Many railway experts are optimistic and believe the high speed rail will help promote balanced urban and rural development and the competitiveness of all Taiwanese cities.
However, just as when the construction of the Sun Yat-sen National Freeway was completed in 1978, the high speed railway will only serve to balance population distribution in cities along the rail line. As for urbanization, the new rail system may not have much of an impact.
A look at a statistics on population sizes in the nation's different townships and cities over the past three decades reveals two things.
First of all, urban polarization is getting more serious, which indicates a widening gap between urban and rural areas.
Secondly, the population distribution in Taiwan displays "power law scaling." Power laws can be observed in the development of matters where scale and frequency stand in an inverse relationship -- the larger the scale, the smaller the frequency.
For example, an earthquake measuring more than seven on the Richter scale is a rare phenomenon, whereas earthquakes measuring four or below occur quite often. If we plot earthquake magnitude on a horizontal axis and frequency on a vertical axis, the distribution will describe a straight line.
The population distribution of the nation's cities also conforms to these power laws. If we plot population distribution and size, we get a straight line. By comparing the population distribution in cities along the Sun Yat-sen National Freeway with cities not along the freeway, we find that the urbanization trend along the freeway is weakening.
Based on this analysis, it becomes possible to predict that the new railway will only increase the population distribution of populations along the railway line.
But this will not solve the uneven urbanization trends. The only reason for this is that factors resulting from past urban development have made industry choose northern Taiwan as its favored location, and it will be difficult to implement a policy which can change that.
The statistical modeling of the distribution of those companies -- by dividing them into northern, central, southern and eastern regions -- reveals that metropolitan Taipei has long been the first choice for company headquarters.
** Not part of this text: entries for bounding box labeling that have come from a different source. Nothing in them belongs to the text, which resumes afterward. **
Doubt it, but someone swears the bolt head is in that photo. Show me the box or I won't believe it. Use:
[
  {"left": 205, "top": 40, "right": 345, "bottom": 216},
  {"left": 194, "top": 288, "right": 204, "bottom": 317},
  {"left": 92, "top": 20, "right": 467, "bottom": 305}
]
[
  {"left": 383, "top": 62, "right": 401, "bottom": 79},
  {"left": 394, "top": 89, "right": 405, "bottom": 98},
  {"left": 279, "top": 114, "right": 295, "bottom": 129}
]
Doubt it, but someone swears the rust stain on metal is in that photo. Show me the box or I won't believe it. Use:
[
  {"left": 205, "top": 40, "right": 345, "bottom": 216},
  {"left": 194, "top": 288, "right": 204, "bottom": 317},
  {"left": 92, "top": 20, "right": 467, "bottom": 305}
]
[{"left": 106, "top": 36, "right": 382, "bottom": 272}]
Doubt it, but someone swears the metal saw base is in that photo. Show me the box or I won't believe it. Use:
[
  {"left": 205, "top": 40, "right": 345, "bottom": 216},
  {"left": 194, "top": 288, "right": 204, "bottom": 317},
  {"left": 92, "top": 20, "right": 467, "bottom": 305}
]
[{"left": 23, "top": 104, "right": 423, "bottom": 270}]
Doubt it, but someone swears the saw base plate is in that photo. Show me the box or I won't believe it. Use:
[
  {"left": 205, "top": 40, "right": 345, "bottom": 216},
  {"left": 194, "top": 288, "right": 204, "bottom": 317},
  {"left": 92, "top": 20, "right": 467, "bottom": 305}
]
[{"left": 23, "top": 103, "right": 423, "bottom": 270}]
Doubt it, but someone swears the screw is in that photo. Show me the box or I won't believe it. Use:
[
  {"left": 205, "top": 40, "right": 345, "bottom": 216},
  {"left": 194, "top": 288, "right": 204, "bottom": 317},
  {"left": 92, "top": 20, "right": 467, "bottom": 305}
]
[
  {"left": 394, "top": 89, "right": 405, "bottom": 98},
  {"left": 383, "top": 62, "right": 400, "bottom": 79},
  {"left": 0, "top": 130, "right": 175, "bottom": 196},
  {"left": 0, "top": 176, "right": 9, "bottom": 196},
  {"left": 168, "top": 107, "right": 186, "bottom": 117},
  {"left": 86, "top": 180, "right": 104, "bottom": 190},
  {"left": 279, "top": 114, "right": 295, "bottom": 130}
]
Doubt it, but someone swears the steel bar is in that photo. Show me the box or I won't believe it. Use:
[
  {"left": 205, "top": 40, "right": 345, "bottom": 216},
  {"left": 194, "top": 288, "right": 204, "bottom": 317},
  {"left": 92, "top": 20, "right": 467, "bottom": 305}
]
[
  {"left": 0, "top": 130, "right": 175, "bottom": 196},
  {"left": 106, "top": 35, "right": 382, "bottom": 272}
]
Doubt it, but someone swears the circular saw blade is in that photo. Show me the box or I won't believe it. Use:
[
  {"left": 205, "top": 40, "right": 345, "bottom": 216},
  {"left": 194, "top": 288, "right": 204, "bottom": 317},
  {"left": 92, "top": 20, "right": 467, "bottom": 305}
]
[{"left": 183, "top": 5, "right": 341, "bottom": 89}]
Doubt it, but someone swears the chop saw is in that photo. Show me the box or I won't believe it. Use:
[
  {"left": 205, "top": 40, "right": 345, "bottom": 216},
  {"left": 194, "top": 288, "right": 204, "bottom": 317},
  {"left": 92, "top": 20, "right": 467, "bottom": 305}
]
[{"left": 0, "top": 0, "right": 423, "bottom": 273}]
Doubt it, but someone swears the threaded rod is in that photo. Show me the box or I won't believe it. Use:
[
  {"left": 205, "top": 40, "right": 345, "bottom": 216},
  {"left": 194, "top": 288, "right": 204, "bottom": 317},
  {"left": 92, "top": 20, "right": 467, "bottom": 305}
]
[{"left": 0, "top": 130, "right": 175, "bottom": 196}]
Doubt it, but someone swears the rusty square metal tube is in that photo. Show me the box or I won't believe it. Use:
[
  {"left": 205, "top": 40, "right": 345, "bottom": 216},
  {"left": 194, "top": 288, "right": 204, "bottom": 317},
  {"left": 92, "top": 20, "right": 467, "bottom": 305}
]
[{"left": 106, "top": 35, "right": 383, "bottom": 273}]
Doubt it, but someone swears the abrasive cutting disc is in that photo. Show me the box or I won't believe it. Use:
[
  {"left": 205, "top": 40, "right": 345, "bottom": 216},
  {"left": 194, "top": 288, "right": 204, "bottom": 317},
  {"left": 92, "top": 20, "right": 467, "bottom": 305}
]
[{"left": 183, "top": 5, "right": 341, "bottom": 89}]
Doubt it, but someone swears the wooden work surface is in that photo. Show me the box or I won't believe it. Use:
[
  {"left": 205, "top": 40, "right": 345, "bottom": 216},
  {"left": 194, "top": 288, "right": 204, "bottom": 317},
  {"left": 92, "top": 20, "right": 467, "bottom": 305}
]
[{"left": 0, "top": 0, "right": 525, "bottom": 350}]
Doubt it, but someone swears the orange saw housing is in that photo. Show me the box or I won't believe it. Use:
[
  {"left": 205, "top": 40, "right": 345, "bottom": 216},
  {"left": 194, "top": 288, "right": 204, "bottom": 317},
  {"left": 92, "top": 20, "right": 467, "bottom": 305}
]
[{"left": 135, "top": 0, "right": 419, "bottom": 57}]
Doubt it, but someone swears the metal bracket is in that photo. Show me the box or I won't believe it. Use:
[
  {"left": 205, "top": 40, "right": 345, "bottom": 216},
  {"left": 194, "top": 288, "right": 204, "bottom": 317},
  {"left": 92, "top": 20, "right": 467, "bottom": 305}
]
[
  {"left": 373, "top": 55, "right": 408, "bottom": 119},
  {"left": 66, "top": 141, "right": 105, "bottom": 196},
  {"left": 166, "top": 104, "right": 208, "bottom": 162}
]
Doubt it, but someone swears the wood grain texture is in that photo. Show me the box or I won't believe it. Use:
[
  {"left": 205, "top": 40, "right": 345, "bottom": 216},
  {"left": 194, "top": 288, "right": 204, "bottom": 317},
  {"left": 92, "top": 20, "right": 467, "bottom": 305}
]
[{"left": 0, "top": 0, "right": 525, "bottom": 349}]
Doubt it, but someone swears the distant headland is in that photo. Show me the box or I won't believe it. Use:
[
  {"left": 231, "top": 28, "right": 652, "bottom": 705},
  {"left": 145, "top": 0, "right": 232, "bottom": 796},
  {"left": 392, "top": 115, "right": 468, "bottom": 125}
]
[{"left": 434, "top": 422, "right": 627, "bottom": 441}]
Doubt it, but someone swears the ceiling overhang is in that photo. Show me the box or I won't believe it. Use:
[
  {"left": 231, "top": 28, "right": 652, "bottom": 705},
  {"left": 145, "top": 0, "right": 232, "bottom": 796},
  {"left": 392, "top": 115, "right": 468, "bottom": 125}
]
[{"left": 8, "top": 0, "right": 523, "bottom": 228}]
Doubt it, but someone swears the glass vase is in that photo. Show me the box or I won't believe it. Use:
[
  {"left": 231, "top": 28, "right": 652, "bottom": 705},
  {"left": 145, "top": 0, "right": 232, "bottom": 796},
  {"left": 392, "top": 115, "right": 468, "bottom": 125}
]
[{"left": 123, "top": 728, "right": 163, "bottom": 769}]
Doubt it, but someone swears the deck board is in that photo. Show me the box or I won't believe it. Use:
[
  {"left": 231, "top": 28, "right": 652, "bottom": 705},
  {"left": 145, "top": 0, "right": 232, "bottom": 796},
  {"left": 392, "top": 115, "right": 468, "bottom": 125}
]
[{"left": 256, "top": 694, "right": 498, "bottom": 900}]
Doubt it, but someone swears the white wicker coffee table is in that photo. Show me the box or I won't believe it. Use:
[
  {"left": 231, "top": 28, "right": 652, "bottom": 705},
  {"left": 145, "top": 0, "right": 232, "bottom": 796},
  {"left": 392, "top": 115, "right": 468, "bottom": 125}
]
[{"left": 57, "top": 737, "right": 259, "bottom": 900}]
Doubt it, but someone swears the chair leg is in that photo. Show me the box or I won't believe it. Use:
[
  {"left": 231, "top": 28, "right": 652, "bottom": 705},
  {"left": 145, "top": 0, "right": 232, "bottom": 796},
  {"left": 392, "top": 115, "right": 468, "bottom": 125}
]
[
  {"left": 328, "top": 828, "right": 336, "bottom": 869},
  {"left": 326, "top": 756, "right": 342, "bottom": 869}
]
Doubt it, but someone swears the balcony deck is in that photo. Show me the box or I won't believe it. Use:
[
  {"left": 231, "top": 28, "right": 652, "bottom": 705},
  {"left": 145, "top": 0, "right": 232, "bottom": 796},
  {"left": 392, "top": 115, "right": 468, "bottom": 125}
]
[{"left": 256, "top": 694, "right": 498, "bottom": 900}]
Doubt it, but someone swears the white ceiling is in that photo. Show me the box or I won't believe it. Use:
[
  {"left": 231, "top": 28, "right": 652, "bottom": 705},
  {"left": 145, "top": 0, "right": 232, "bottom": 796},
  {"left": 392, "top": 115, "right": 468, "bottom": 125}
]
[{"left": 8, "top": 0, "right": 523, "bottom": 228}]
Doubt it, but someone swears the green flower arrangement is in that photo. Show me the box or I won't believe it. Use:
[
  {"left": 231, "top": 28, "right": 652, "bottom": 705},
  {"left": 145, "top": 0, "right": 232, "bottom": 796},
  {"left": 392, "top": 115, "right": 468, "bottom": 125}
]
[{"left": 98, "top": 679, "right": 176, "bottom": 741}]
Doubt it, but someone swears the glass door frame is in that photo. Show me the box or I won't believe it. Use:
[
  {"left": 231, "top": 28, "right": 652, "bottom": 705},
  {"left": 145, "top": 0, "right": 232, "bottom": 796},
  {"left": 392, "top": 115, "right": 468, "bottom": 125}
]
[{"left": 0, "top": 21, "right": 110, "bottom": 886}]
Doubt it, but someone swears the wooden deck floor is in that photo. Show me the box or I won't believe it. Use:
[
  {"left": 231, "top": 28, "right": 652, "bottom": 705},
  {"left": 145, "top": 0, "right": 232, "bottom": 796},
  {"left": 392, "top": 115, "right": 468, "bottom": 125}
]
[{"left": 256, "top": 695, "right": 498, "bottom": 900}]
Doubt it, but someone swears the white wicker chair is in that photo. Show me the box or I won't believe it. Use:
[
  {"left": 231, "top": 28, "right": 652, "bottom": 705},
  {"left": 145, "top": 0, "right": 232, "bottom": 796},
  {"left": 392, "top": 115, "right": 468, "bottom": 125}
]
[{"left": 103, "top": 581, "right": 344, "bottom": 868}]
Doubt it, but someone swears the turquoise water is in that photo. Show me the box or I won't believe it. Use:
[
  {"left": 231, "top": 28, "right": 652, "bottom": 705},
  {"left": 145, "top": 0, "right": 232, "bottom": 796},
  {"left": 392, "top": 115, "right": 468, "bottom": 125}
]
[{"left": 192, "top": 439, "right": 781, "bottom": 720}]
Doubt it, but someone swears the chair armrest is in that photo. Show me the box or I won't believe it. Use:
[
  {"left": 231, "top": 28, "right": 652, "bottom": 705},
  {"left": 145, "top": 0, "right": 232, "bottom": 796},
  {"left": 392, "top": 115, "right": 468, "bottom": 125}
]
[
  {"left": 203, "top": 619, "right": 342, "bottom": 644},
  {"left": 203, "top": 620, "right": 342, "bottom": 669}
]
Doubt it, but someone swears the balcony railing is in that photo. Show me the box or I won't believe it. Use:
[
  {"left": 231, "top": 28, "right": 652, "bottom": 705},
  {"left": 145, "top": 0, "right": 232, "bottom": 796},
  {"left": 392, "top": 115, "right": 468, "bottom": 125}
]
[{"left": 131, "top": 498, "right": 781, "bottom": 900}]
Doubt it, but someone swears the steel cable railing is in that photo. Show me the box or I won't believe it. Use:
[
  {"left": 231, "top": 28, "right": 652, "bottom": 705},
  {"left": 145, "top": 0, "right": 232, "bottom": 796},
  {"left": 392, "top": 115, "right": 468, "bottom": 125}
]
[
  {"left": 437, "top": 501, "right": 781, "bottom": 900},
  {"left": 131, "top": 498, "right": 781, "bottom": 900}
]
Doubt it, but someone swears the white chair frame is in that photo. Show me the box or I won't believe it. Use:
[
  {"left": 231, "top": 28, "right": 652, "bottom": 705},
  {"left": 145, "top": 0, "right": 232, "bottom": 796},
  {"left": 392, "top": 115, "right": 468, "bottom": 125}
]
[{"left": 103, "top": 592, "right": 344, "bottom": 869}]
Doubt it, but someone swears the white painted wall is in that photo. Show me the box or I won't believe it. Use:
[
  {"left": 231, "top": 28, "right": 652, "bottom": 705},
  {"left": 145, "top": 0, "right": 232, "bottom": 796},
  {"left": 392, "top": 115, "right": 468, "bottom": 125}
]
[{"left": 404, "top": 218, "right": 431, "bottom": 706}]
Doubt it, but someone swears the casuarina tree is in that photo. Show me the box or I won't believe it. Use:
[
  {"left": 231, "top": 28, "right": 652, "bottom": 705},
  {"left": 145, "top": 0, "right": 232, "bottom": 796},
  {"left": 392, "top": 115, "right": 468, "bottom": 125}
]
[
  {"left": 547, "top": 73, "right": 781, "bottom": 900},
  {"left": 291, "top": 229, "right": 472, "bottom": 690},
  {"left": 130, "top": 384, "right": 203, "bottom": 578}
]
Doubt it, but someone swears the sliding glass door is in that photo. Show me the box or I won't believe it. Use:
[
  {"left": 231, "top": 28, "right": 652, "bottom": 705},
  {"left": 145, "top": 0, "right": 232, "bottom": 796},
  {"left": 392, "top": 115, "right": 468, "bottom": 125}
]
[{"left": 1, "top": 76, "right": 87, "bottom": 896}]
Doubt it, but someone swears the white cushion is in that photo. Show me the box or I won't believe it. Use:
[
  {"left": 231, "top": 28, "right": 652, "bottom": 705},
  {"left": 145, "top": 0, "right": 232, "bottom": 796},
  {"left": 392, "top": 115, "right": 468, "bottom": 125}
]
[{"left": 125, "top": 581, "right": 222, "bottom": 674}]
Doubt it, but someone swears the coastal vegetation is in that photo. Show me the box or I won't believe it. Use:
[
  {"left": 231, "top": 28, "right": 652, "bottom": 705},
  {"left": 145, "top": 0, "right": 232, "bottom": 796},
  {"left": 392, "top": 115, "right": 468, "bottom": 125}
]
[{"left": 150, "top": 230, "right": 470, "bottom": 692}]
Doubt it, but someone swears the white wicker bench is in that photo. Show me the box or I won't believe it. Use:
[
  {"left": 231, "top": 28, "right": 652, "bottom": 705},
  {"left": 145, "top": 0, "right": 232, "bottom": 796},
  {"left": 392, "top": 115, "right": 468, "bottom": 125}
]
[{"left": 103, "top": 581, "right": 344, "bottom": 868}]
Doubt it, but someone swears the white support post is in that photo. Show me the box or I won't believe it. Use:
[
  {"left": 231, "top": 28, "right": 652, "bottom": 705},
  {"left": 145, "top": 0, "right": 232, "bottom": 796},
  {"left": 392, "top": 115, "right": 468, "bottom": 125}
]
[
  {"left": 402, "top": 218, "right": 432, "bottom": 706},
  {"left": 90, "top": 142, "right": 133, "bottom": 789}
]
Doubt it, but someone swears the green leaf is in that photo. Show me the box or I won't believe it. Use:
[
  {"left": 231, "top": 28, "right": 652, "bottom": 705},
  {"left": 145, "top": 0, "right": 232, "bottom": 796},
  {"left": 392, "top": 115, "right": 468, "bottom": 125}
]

Whether we like it or not, as long as the conditions remain unchanged, companies will continue to focus on northern Taiwan in the present and the future, as it has done in the past.
Judging from the way industry has locked in on the north and the law of urban distribu-tion, the uneven development between northern and southern Taiwan is a natural phenomenon that will be difficult to break. The high speed railway is no exception.
Lai Shih-kung is a professor and director of the Cities, Complexity and Planning Lab at National Taipei University.